Un bestiaire au service de la psyché
Côté bestiaire, la comparaison avec l’aventure de Selene est inévitable. Là où Returnal nous opposait des créatures aux tentacules imprévisibles et organiques, Saros propose des entités dont le design semble plus structuré, presque théâtral, en accord avec l’influence du Roi en Jaune. La variété est au rendez-vous, mais c’est surtout dans la complémentarité des patterns que le jeu brille. Chaque ennemi n’est pas qu’une simple cible, c’est une pièce d’un puzzle balistique. Si l’on retrouve peut-être un peu moins de « folie » visuelle pure que dans les biomes de son aîné, Saros compense par une lisibilité exemplaire : chaque mouvement adverse est une note dans une partition que l’on apprend à lire avec une fluidité déconcertante. On perd peut-être en sentiment d’oppression ce que l’on gagne en précision de jeu.

Paysages sonores et architecture de l’esprit
L’univers sonore de Saros joue un rôle essentiel dans l’immersion, sans jamais chercher à voler la vedette à l’action. La musique accompagne davantage qu’elle ne dirige : elle s’adapte aux situations, se fait discrète dans l’exploration et plus agressive dans les affrontements, renforçant cette impression permanente de tension contrôlée.
On retrouve une identité sonore qui colle parfaitement à son univers inspiré de Le Roi en jaune, avec des nappes inquiétantes, des montées progressives et une sensation de malaise diffus, sans jamais tomber dans l’excès. L’objectif n’est pas de surcharger le joueur, mais de maintenir une pression constante, presque psychologique, en arrière-plan.
On retrouve une identité sonore qui colle parfaitement à son univers inspiré de Le Roi en jaune.

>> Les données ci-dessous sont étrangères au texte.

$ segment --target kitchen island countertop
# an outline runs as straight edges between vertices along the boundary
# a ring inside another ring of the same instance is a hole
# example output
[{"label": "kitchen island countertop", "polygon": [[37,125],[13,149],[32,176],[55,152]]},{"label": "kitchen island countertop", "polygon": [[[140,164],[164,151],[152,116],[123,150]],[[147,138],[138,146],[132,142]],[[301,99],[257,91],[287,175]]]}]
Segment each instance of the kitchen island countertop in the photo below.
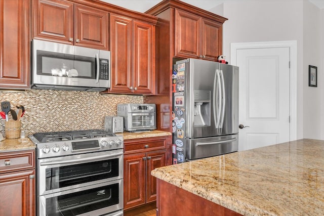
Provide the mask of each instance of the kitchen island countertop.
[{"label": "kitchen island countertop", "polygon": [[299,140],[151,174],[245,215],[324,215],[324,141]]}]

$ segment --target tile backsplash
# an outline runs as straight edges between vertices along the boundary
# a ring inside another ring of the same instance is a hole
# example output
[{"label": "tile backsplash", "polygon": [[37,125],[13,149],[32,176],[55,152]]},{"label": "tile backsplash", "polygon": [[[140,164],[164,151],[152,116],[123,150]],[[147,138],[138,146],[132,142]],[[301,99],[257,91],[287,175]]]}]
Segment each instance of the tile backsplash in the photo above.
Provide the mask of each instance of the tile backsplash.
[{"label": "tile backsplash", "polygon": [[[117,114],[117,104],[143,103],[143,96],[100,95],[98,92],[51,90],[0,91],[1,101],[9,101],[16,110],[26,111],[21,129],[26,136],[38,132],[104,129],[105,116]],[[9,120],[12,118],[9,113]],[[5,119],[0,119],[5,137]]]}]

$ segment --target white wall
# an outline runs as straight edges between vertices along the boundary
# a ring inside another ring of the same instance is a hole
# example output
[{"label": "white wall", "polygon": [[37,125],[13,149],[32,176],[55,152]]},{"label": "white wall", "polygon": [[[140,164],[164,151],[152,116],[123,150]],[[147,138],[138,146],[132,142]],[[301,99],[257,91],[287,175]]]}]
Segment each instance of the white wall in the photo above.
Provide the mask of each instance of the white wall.
[{"label": "white wall", "polygon": [[[223,33],[223,53],[228,60],[230,43],[297,40],[297,139],[322,138],[322,89],[308,87],[308,64],[312,61],[319,66],[320,62],[318,29],[323,22],[318,17],[320,9],[308,1],[298,0],[226,1],[223,8],[222,16],[228,19]],[[216,13],[218,10],[210,11]],[[305,59],[304,49],[312,57]]]},{"label": "white wall", "polygon": [[[321,64],[322,32],[321,11],[303,1],[304,138],[323,139],[322,96],[324,84]],[[308,65],[317,67],[317,88],[308,86]]]}]

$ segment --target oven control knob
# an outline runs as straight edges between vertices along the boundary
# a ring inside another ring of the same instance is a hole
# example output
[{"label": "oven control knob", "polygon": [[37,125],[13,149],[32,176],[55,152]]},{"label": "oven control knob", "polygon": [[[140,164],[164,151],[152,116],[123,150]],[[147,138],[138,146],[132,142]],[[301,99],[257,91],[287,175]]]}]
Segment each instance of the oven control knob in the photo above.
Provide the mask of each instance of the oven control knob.
[{"label": "oven control knob", "polygon": [[50,147],[48,147],[48,146],[45,146],[44,147],[43,147],[43,149],[42,149],[42,150],[43,151],[43,152],[45,154],[47,154],[48,153],[50,152],[50,150],[51,149],[50,149]]},{"label": "oven control knob", "polygon": [[60,147],[59,146],[58,146],[57,145],[55,145],[54,146],[53,146],[52,148],[52,150],[54,152],[58,152],[60,151]]},{"label": "oven control knob", "polygon": [[106,146],[107,146],[107,145],[108,145],[108,143],[107,142],[107,141],[105,141],[104,140],[103,140],[102,142],[101,142],[101,143],[100,143],[100,144],[101,145],[101,146],[103,148],[104,148]]},{"label": "oven control knob", "polygon": [[116,145],[117,146],[120,146],[122,144],[123,144],[123,142],[119,139],[117,140],[117,141],[116,141]]},{"label": "oven control knob", "polygon": [[109,142],[109,146],[114,146],[116,143],[113,140],[110,140]]},{"label": "oven control knob", "polygon": [[62,147],[62,150],[63,150],[64,151],[68,151],[69,148],[69,148],[69,146],[68,146],[66,144],[63,145],[63,146]]}]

L’univers visuel, lui, continue de jouer sur cette dualité entre beauté et étrangeté. Les environnements alternent entre grandeur organique et architecture plus abstraite, comme si chaque zone racontait un fragment d’histoire sans jamais le verbaliser directement. Cette cohérence entre direction artistique et thématique renforce l’idée que tout dans Saros a une signification, même ce qui semble purement décoratif.

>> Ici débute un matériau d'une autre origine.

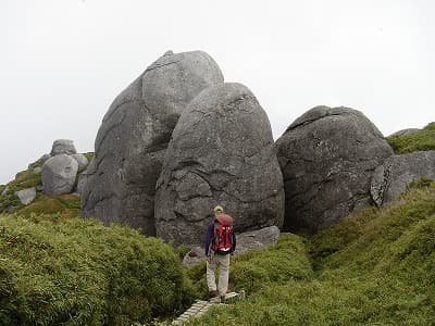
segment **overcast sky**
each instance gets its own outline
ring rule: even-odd
[[[1,0],[0,184],[73,139],[166,50],[203,50],[249,87],[274,138],[314,105],[385,135],[435,121],[434,1]]]

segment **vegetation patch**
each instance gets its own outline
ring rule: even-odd
[[[128,227],[0,215],[0,325],[132,325],[192,299],[176,252]]]
[[[396,154],[435,150],[435,123],[430,123],[415,134],[390,136],[386,139]]]
[[[413,187],[307,238],[313,277],[268,281],[190,325],[434,325],[434,235],[435,186]]]
[[[187,272],[197,292],[206,298],[206,262]],[[285,284],[290,279],[310,279],[313,273],[302,238],[286,234],[277,244],[249,251],[231,259],[229,289],[245,290],[248,296],[271,284]]]

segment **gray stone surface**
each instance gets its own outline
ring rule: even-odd
[[[393,154],[361,112],[316,106],[276,141],[284,175],[284,230],[316,233],[372,204],[374,170]]]
[[[49,196],[70,193],[75,184],[78,163],[66,154],[47,160],[42,165],[44,192]]]
[[[402,129],[402,130],[396,131],[396,133],[389,135],[388,137],[391,137],[391,136],[409,136],[409,135],[419,133],[421,130],[422,129],[419,129],[419,128],[408,128],[408,129]]]
[[[206,235],[206,230],[204,235]],[[279,238],[279,228],[276,226],[269,226],[253,231],[243,233],[236,235],[236,251],[235,255],[245,253],[250,250],[268,248],[269,246],[275,244]],[[183,259],[185,266],[192,266],[199,262],[206,260],[206,252],[203,244],[191,246],[190,252],[187,253]]]
[[[84,154],[72,154],[71,158],[77,161],[78,171],[84,171],[89,165],[89,161]]]
[[[201,90],[223,84],[204,52],[166,52],[114,100],[87,168],[83,216],[154,235],[154,193],[164,151],[181,112]]]
[[[18,191],[15,191],[15,195],[20,198],[22,204],[28,205],[34,201],[36,197],[36,188],[26,188]]]
[[[435,179],[435,151],[393,155],[373,174],[373,201],[381,206],[397,200],[410,183],[421,178]]]
[[[269,118],[240,84],[202,91],[183,112],[156,196],[157,235],[200,243],[216,204],[237,233],[281,226],[283,176]]]
[[[53,141],[50,155],[55,156],[59,154],[75,154],[77,151],[74,147],[74,141],[70,139],[58,139]]]
[[[17,174],[15,174],[15,180],[21,177],[23,174],[25,174],[27,171],[20,171]]]
[[[77,192],[78,193],[83,193],[83,190],[85,189],[85,185],[86,185],[86,181],[87,181],[87,178],[88,178],[88,176],[87,176],[87,174],[86,174],[86,171],[84,171],[84,172],[82,172],[79,175],[78,175],[78,179],[77,179]]]

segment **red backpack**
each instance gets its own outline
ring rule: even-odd
[[[221,214],[216,217],[214,224],[213,240],[211,250],[216,253],[227,254],[233,252],[233,217],[227,214]]]

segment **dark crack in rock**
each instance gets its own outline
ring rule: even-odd
[[[109,108],[86,171],[83,216],[154,235],[154,193],[163,155],[181,112],[201,90],[223,84],[204,52],[166,52]]]
[[[235,217],[237,233],[284,218],[269,118],[240,84],[208,88],[182,113],[158,181],[157,235],[202,243],[216,204]]]
[[[372,203],[373,171],[393,149],[361,112],[316,106],[276,141],[286,195],[283,229],[314,234]]]
[[[393,155],[374,171],[373,201],[381,206],[397,200],[409,184],[421,178],[435,179],[435,151]]]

C’est cette fusion entre musique, ambiance et direction artistique qui participe à l’identité globale du jeu : un monde à la fois lisible en surface, mais profondément chargé en sous-texte pour qui prend le temps de l’observer.

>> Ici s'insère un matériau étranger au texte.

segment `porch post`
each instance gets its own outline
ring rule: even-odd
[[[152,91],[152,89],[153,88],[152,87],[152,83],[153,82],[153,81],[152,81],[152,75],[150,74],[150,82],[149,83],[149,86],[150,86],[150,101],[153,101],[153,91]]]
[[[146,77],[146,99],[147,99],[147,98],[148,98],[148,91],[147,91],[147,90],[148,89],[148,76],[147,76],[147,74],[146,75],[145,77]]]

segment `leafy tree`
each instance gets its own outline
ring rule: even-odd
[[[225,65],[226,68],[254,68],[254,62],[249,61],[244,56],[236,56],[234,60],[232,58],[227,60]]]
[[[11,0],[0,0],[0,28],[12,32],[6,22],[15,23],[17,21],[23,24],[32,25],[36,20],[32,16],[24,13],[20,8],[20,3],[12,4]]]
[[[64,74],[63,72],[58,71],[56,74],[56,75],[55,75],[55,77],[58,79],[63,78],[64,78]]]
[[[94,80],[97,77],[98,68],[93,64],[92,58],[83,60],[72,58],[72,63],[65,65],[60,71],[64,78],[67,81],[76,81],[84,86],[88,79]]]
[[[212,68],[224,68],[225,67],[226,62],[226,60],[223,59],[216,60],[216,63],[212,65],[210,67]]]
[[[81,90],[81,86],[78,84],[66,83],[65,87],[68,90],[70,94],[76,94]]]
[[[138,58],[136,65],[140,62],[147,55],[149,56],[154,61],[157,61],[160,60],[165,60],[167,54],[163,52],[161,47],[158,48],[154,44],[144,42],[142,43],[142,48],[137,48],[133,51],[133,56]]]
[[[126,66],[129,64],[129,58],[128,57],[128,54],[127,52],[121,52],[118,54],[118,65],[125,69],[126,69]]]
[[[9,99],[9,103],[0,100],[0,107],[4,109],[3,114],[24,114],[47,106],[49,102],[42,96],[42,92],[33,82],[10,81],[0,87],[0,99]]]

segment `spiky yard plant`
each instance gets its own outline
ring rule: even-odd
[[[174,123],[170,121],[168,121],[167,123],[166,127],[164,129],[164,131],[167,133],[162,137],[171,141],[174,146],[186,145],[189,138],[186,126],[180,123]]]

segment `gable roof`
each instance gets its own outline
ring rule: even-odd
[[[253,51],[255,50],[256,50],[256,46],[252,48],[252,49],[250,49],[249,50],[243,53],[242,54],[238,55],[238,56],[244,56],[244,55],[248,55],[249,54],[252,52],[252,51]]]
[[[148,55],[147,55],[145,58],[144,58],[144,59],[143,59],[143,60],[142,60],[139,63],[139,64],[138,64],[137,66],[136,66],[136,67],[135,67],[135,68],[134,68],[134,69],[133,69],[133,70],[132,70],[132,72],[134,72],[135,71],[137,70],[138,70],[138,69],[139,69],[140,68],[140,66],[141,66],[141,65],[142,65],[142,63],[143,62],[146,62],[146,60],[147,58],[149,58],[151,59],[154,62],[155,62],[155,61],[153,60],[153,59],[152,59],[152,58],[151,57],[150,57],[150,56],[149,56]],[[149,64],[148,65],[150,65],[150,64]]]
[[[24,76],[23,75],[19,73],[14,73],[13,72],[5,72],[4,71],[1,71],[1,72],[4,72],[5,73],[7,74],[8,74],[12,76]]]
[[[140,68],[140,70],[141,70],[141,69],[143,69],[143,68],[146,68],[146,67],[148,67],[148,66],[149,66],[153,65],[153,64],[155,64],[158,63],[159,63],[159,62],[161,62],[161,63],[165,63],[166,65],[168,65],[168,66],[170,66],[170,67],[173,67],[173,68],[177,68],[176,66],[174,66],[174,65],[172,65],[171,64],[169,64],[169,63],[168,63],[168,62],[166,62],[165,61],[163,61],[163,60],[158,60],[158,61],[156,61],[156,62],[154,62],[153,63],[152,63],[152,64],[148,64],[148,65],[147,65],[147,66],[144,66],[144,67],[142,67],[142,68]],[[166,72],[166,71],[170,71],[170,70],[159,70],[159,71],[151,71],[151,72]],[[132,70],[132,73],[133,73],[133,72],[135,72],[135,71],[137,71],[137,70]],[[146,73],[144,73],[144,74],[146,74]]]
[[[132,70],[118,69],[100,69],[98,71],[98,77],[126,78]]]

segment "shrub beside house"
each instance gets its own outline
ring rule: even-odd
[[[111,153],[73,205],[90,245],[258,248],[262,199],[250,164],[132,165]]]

Avis Saros – Fiche d’identité du jeu
| 🏢 Éditeur | Sony Interactive | 👥 Public | +12 |
|---|---|---|---|
| 🛠️ Développeur | Housemarque | 🤝 Fourni par l’éditeur | Oui |
| 📅 Date de sortie | 30 avril 2026 | 💻 Testé sur | PS5 |
| 🎮 Plateforme | PS5 | ⏱️ Temps de jeu | 20 heures |
| ✅ POINTS POSITIFS | ❌ POINTS NÉGATIFS |
|---|---|
| ➕ Un gameplay nerveux qui procure une sensation de transe totale | ➖Un équilibrage manuel qui peut diluer l’intention d’auteur (si on y touche) |
| ➕ Un univers inspiré et un sous-texte mature | ➖ Un challenge parfois trop permissif pour les vétérans (dans sa version équilibrée) |
| ➕ Immersion sensorielle | ➖Une structure plus sage qui perd en mystère pur |
| ➕ Artistiquement somptueux |
Note : 19/20
Saros s’impose comme une évolution naturelle de la formule Returnal, en en conservant l’ADN tout en cherchant à l’ouvrir à un public plus large. Plus lisible dans son récit, plus modulable dans sa difficulté et toujours aussi exigeant dans son gameplay, le jeu réussit à trouver un équilibre intéressant entre accessibilité et exigence.
Certes, certains choix liés à la gestion de la difficulté peuvent diviser, notamment cette volonté de laisser le joueur ajuster lui-même son expérience. Mais cela n’enlève rien à la maîtrise globale du titre, qui parvient à proposer une expérience de “flow” particulièrement solide et grisante.
Entre narration symbolique, gameplay nerveux et direction artistique cohérente, Saros confirme le savoir-faire du studio et s’inscrit sans difficulté parmi les expériences les plus marquantes du catalogue PlayStation 5.
Housemarque est tout simplement, à mes yeux, le meilleur studio de l’écurie Sony.